There are more people getting cell phones and smart phones every day, which makes the roads more dangerous. An experienced car accident lawyer knows drivers continue to talk, text, and otherwise use their cell phones behind the wheel despite public education about dangers and despite laws restricting phone use. This has caused the number of crashes caused by distracted driving to rise dramatically.
More People are Using Phones and Causing Crashes
CNBC reported new data from the National Safety Council (NSC), showing more people are using their cell phones while driving and thus the crash rate due to distracted driving continues to rise. In 2013, 27 percent of all auto accidents in the United States occurred because of someone who was using a phone and who was distracted as a result. This means there were 1,535,490 million distracted driving collisions.
WIVB reports many of the people who have phones know it is dangerous to operate them while behind the wheel. But they still do it. One new study revealed 10 percent of drivers video chat, 61 percent text and drive, and 17 percent take "selfies" while operating a vehicle. At least 22 percent of people who use a social network while driving say they do so because they are addicted.
Drivers may find phone use to be acceptable in part because they see so many people doing it, even though it is against the law.The fact so many people do it explains why there are nine people killed every day because of driver distraction.
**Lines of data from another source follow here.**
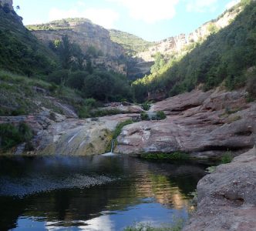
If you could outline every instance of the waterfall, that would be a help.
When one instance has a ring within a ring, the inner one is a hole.
[[[112,139],[112,142],[111,142],[111,151],[110,151],[111,153],[113,153],[114,146],[115,146],[115,140]]]

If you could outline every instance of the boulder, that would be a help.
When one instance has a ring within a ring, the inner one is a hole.
[[[255,230],[255,148],[204,176],[197,194],[197,210],[184,231]]]

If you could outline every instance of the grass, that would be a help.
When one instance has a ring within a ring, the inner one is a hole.
[[[47,96],[56,98],[60,102],[72,105],[78,109],[83,99],[75,90],[46,82],[40,76],[29,78],[0,69],[0,116],[20,116],[36,113],[44,106],[62,113],[52,99],[37,92],[34,87],[43,89]]]
[[[167,116],[163,111],[158,111],[156,112],[156,115],[150,117],[146,112],[140,112],[141,120],[162,120],[167,118]]]
[[[0,150],[8,151],[20,143],[30,141],[32,136],[31,128],[25,122],[20,122],[18,126],[0,124]]]
[[[173,152],[172,153],[143,153],[140,155],[140,158],[146,159],[190,159],[189,155],[184,152]]]
[[[160,227],[153,227],[150,223],[134,223],[123,231],[181,231],[186,223],[184,219],[176,219],[173,224],[163,224]]]
[[[119,123],[113,133],[113,139],[116,139],[117,136],[121,134],[123,128],[127,125],[132,124],[133,122],[132,119],[127,119]]]
[[[230,163],[232,161],[233,158],[234,157],[232,156],[231,152],[230,151],[227,151],[221,157],[221,163],[222,164]]]

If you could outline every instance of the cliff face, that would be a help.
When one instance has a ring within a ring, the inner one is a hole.
[[[141,58],[145,62],[152,62],[153,61],[153,55],[157,52],[163,55],[181,52],[186,46],[194,42],[204,40],[211,33],[228,25],[240,13],[241,10],[241,8],[236,8],[232,11],[227,11],[217,19],[204,24],[189,35],[180,34],[177,36],[163,39],[157,42],[155,45],[150,47],[147,51],[138,53],[136,56]]]
[[[12,8],[12,0],[1,0],[0,1],[0,5],[5,5],[5,4],[8,4],[10,8]]]
[[[93,46],[107,56],[119,57],[123,53],[122,47],[111,41],[108,30],[86,19],[55,21],[44,27],[47,29],[39,28],[32,33],[46,45],[66,35],[71,42],[79,45],[84,52]]]
[[[28,28],[45,45],[49,42],[67,35],[71,42],[78,44],[84,54],[92,46],[100,52],[99,59],[93,59],[93,66],[126,75],[126,65],[117,59],[124,54],[123,49],[110,39],[109,32],[86,18],[69,18]]]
Washington D.C. Metropolitan Police note it has been illegal to use a handheld cell phone while driving in the District since 2004. Government and public safety authorities are not the only ones trying to put a stop to the troubling behavior. More than eight million employees are now covered by bans at work prohibiting them from using a cell phone while they are in a work vehicle or doing work tasks. Employers have had to increasingly crack down on worker phone use because an employer could be held legally liable for car crashes their workers cause in the line of duty. Even employees covered by a phone ban, however, may break the rules.
One possible solution is new technologies designed to prevent motorists from doing what they know is dangerous. CNBC reported on one new device which can be mounted in vehicles in order to stop a driver from talking on the phone or texting while he is operating the vehicle. The device would still allow a driver to use his cell phone to call 911 in the event an emergency occurs.
Employers who wish to reduce the chances of becoming responsible for an accident may wish to look into these technologies for company vehicles. Parents should also consider technologies stopping teen phone calls, and drivers who have a difficult time resisting temptation may even want to think about putting a call-stopping device in their own car so they don't give in and pick up the phone.